Forex Trading Use Of Moving Averages

In the world of Forex, the moving averages can be used in three main ways:

To help in identifying the flow of market. To help in identifying resistance and support level. To help in performing trades using crossovers.

Moving averages to identify the market trend:This can be done by planning a single flowing average on the chart of any currency pair. And the time when price action appears to stay above the moving average, will be the indication for the uptrend of the pair.

Apparently, the time when price action appears below the moving average, will be the indication for the downtrend of that currency pair. In the market during the uptrend, faster moving average will always be above the slower moving average and the reverse is true for a market on a downtrend. In case you connect this information with other strategies, you will surely be getting big reaps in the business.

Moving averages to identify the resistance and support level:Moving averages can also be uses as dynamic resistance and support level. Here the dynamic is used as they are completely different from horizontal resistance and support lines, as moving averages changes quite often depending on the happening in the market.

Most of the traders and forex broker use this as important resistance and support levels. To use this strategy trader generally enters with long positions when the price lowers and the touches the average or short positions when price rises and reaches the moving average. Sometimes, price may pierce the moving average to the other side before it returns to the current trend. Hence, to prevent from being caught in false breakout, you could include another moving average to the chart.

Moving average Crossovers to perform Trades:The time when two or more averages are planned on a graph and the crossover occurs; this generally gives signals for the potential trade opportunities. It is essential to observe that all the crossover strategies have very much similar kind of interpretations.

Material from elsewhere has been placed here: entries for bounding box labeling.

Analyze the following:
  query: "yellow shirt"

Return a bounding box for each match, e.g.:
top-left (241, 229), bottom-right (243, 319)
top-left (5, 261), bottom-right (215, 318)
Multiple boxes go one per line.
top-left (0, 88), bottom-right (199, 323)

The time when two moving averages are used, a signal to buy is engendered when the short term average extend over the long term moving average i.e. bullish crossover. On the other side, a signal to sell is engendered when short term moving average extends under the long term moving average i.e. bearish cross over.


The moving crossover technique works best during the trending market. When market goes upward, buy signal becomes ruling, while at the same time in case when market comes down sell signal becomes more ruling. Generally most of the traders quit the position when new cross over occurs.